De traditionele, trouwe werknemer-werkgever relatie gaat allang niet meer op. Als werknemer wil je immers niet opzien tegen het werken wat je doet. Daarnaast past het oude model – waarin de man werkt en de vrouw thuisblijft – niet meer in onze huidige maatschappij. Voor onze generatie is het júist van belang, om ‘regelmatig’ van baan te veranderen. Iedereen heeft weleens z’n dag niet. Dat is nog geen prangend signaal om van job te veranderen. Wat is wél zo’n signaal?
1. Geen goede band
Je kunt niet goed met je baas/leidinggevende/manager door één deur.

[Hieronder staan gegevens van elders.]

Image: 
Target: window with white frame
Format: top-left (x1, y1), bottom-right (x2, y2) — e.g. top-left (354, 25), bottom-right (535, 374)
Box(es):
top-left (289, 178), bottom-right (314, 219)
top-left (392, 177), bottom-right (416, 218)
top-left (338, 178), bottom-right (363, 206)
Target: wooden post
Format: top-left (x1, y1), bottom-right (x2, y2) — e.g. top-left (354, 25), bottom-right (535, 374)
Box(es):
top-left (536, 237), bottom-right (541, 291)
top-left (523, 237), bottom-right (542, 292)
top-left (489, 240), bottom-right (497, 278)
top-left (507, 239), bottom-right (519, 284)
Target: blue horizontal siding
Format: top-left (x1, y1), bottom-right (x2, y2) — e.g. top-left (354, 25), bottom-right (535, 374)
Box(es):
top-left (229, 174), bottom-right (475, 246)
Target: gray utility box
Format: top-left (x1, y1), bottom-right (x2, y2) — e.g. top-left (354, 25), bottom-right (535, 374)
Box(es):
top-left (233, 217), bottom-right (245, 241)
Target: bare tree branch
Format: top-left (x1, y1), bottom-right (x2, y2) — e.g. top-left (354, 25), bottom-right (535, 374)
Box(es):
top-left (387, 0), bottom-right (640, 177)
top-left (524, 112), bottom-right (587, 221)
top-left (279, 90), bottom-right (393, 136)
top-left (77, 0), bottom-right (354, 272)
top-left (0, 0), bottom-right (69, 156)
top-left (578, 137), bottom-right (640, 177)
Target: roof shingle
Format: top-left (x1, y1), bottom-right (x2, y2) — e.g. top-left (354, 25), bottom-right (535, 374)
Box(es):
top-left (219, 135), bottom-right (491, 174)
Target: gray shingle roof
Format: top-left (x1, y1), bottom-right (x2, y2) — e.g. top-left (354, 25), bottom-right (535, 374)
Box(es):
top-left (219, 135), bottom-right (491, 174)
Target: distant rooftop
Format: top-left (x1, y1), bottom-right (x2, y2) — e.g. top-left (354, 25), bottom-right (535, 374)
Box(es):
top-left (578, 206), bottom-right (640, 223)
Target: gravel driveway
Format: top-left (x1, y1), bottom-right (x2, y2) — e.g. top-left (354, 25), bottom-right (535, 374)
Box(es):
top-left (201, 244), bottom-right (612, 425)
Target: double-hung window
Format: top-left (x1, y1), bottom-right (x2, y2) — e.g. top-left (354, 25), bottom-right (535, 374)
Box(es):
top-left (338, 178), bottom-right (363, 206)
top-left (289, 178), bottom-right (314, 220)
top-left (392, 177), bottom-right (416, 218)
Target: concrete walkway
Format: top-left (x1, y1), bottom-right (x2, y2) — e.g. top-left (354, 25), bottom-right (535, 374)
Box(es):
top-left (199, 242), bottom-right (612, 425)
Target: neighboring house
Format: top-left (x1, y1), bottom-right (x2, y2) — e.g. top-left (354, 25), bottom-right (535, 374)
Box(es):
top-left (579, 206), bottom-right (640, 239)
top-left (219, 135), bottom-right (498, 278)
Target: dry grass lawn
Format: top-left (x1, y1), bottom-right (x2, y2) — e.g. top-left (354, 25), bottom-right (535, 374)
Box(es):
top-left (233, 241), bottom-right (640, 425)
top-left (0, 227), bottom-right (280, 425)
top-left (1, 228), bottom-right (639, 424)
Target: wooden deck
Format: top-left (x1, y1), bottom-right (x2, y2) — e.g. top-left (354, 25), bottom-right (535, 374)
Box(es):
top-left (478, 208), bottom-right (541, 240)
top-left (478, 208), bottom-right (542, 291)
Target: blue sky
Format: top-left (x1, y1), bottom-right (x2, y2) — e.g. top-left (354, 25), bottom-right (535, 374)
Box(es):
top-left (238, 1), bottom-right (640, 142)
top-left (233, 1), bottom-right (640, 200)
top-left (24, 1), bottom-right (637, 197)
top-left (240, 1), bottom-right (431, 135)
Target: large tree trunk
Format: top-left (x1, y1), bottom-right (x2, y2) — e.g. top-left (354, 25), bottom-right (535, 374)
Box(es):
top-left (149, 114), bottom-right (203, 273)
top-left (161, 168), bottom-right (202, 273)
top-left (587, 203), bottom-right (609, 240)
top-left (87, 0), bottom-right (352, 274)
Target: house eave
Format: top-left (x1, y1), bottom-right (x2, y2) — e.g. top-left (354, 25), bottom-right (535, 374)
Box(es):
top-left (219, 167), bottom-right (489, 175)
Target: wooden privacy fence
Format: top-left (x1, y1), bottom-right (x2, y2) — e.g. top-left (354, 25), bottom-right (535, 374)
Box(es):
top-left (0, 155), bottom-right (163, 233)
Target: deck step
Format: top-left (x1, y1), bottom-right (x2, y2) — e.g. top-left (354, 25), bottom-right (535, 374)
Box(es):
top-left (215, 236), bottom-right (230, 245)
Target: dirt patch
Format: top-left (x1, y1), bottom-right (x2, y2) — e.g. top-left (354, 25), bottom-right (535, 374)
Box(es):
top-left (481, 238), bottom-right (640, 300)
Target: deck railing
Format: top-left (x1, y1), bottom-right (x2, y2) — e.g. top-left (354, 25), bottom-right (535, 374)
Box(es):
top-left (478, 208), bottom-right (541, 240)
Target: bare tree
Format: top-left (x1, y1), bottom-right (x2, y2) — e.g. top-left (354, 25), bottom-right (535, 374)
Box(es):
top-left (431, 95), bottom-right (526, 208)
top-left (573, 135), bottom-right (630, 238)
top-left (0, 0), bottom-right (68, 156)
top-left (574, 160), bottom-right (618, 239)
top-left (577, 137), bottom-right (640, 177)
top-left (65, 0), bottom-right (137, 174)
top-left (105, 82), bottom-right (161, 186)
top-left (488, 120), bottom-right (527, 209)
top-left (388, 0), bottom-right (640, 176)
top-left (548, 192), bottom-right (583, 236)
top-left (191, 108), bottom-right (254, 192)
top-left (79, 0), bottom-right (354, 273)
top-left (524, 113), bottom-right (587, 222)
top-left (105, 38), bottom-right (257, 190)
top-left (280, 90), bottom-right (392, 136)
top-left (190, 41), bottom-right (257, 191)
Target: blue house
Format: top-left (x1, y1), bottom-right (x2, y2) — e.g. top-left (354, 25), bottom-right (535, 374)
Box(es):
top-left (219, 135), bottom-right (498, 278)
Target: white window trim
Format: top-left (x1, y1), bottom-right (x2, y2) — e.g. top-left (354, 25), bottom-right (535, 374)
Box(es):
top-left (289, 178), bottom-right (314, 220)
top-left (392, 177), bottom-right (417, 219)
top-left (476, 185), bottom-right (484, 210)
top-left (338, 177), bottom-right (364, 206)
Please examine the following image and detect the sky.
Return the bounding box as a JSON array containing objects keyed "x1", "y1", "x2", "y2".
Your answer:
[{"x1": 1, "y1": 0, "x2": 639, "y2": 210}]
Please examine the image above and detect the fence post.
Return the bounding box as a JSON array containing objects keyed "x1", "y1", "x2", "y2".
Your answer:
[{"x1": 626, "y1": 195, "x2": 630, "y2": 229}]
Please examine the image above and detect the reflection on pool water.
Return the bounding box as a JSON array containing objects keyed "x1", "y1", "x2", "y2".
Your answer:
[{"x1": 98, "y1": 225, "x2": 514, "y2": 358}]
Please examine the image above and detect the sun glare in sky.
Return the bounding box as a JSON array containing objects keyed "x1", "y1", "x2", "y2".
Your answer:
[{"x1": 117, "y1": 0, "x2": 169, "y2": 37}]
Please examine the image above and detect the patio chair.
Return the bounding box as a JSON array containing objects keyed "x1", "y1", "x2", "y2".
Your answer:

Jullie kunnen elkaar verdragen bij het louter noodzakelijke contact bij opdrachten, vergaderingen en mails. Dat is het wel zo’n beetje. Als je relatie met je baas dit is, of hierop lijkt, ga dan opzoek naar een andere job. Je baas moet je inspireren, stimuleren en zich vooral sociaal tegenover je opstellen!
2. Geen uitdaging
Het werk is ongelooflijk makkelijk. Oftewel: je job vergt geen enkele moeite en vormt daardoor geen uitdaging. Het saaie, repetitieve werk vormt al snel een sleur. Voor je het weet kom je in een neerwaartse spiraal. Ga snel opzoek naar een andere baan; hier ga je de uitdaging niet vinden. Eerder een lange, hangende weg.
3. Geen kansen
Je ziet kansen om door te groeien en hebt ideeën, maar ze worden niet benut. Jij bent degene in de organisatie die constant goede ideeën en kansmogelijkheden spuwt. Maar, er wordt helemaal niets mee gedaan. Terwijl de directie áltijd roept dat ideeën welkom zijn? Hoe zit dat? Snel weg, naar een andere job waar je je visie wél kunt benutten (dit signaal kan overigens ook andersom: je krijgt door weinig doorgroeimogelijkheden niet de visie die de organisatie van je verlangt. Op dat gebied moet je ook snel weg zijn).